Choose the different use cases to capture system metrics at scale. Examples include:
- GFQL/ETL workloads
- Dashboard visualizations
- AI model training

### Step 2: Define Utilization Pattern Scenarios

- **Scaling Up Users:** Increase the number of concurrent users accessing the system.
- **Scaling Up Data Volumes:** Increase the size and complexity of data sets processed by the system. This may mean node or edge count, node or edge attribute size (especially strings).
- **Scaling Up Use Cases:** When hybrid use cases are expected to run concurrently, you may want to test how they interact. For example, check large data science workloads running in parallel with many small graph visualization workloads. Or, when running GFQL queries, how queries on a large graph interact with many queries on medium graphs.
- **Scaling Up Both Users and Data Volumes:** Combine both user and data scaling to stress-test the system under maximum load. You may want to separately consider concurrent user loads where all users are active vs. where some users are actively bursting while others are passively idling.

### Step 3: Set Up Benchmarking Environment

- **Hardware Configuration:** Start with a baseline hardware setup. If possible, using the largest sized servers available will allow for consistent scaling of the workload. It is possible to scale up the size of the server as usage and data volume increases, but this might create skew in the performance tests and take longer.
- **Software Configuration:** Deploy Graphistry Enterprise with default configurations and adjust configuration settings as needed.
- **Benchmarking Tools:** Graphistry provides tools to help capture these metrics both as bash scripts as well as OpenTelemetry and associated dashboards. You may also find basic htop (CPU/RAM), iftop (network), and nvidia-smi (GPU) get you far.
  - Open Telemetry Traces: Utilize telemetry traces to gain deeper insights into system behavior and performance bottlenecks. Graphistry supports [OpenTelemetry](../tools/telemetry.md), enabling comprehensive performance monitoring and analysis.
  - Bash Script: [system-metrics-to-csv.sh](../debugging/system-metrics-to-csv.sh) is also provided if open telemetry is not enabled to assist with capturing metrics for benchmarking.
   
### Step 4: Conduct Benchmark Tests

- **GPU Memory:** Measure the memory usage during peak graphical processing loads. Monitor for bottlenecks and optimize GPU resources.
- **CPU Usage:** Track CPU utilization under different loads.
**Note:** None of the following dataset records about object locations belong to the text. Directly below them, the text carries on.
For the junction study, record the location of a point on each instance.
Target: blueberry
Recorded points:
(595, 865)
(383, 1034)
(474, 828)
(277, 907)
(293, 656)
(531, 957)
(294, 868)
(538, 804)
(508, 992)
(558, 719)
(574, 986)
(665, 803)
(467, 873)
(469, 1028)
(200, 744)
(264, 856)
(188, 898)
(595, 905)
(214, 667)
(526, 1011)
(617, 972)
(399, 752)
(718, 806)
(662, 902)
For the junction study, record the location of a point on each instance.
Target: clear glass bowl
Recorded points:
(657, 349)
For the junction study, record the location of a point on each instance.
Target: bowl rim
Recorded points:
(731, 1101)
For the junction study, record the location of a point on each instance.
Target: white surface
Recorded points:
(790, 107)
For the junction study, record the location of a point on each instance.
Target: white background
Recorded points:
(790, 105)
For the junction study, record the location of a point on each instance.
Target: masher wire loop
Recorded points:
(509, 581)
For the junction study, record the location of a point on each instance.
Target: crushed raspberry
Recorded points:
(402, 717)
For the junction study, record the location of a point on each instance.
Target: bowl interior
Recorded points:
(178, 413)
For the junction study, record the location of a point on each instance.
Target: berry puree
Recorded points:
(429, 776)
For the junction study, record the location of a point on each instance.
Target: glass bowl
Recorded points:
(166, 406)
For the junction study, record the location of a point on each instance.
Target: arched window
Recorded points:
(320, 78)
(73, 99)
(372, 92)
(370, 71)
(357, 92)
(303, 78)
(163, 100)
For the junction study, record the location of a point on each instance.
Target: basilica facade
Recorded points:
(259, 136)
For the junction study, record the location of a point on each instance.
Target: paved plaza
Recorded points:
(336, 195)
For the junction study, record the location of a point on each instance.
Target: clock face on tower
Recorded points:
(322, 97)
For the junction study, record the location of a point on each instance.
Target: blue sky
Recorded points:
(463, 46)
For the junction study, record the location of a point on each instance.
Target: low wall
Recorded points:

Ensure the CPU can handle peak processing demands without significant performance drops.
- **System RAM:** Monitor RAM usage to ensure there is enough memory for all running processes, especially during data-intensive operations.
- **Disk Space:** Measure the disk I/O and storage usage.
- **Network Bandwidth:** Check peak network utilization during high concurrent user load of streaming visualizations or other network-intensive tasks.

### Step 5: Analyze Results

- **Performance Metrics:** Collect data on system performance, including response times, throughput, and resource utilization.
- **Identify Bottlenecks:** Determine which system components are limiting performance and would improve from additional resources.
- **Optimize Configurations:** Adjust hardware and software settings based on findings to achieve optimal utilization and cost/performance.

## Summary 

Properly sizing hardware for Graphistry Enterprise software ensures robust performance and scalability. By following this benchmarking process and utilizing the recommended configurations, you can optimize your system to handle varying loads and data volumes effectively. Benchmarking is a data-driven approach that helps maintain system stability, improve user experience, and plan for future growth.

Graphistry can assist in this process and also provide architectural recommendations for the various use cases.